Independiente de la necesidad fundamental de alimentarse de todos los humanos, no basta vivir para comer, pues las cosas que acrecientan el vivir no se comen y cuando se ingieren no se hace por la boca sino por el alma, que es la boca de lo espiritual, de lo grande y de lo sublime. Como la solidaridad hacia Haití, que entre cientos de países, está expresándose en su mayor proporción del presupuesto de las arcas dominicanas. Otros miran el desastre y se lamentan únicamente con “palabras”.
Haití está obligada a renacer de sus cenizas. Solo el camino de su desarrollo detiene su marcha hacia nuestro país. Su migración es el producto de lo buscado y no encontrado en su propia casa. Los pies de decenas de haitianos pasan el Masacre para evitar la “masacre” de la pobreza extrema.
Haití espera de Francia y Estados Unidos la devolución de la mayor parte de lo que se llevaron de su patrimonio. No es una ayuda, es el acto justoce de rembolsarle lo sustraído en el pasado. Con esos recursos se puede iniciar la marcha hacia su desarrollo.
Y las grandes potencias deben mostrar que son “grandes” con una actitud menos miserable a favor de nuestros vecinos. Los viajes al espacio no deberían ser más importantes que los viajes de apoyo real a un país casi perdido en el universo de la miseria.

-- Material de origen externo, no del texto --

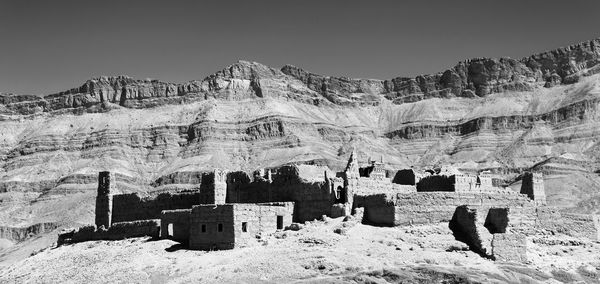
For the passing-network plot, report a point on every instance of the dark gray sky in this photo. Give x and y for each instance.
(50, 46)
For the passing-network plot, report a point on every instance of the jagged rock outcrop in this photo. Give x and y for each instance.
(504, 115)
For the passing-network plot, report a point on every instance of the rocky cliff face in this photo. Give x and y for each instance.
(505, 115)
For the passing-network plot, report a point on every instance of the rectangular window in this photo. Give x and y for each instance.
(170, 229)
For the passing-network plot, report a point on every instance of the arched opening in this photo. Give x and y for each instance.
(340, 195)
(170, 230)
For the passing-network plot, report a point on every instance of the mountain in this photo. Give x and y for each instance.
(504, 115)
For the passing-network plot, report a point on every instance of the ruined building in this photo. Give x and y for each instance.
(230, 209)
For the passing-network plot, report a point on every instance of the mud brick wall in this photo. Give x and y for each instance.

Pretender que República Dominicana sea la única mano tendida a millares de hambrientos es una iniquidad. Las Naciones Unidas con respecto a Haití deberían ser verdaderamente “unidas”. Y la OEA dejar de ser tan chismosa y tan intrusa, porque con crítica simplemente un pueblo no come. El arroz viene en sacos no en discursos.
Una solidaridad mundial a favor de Haití detiene el río migratorio hacia República Dominicana. Pero ayuda para desarrollar no para simular. Dar es estimular a un pueblo a crecer, a elevarse con su trabajo por encima de sus dificultades. Así la frontera dejará de ser de papel, y se convertirá en un puente fraternal para un masivo regreso a tierras de bienestar.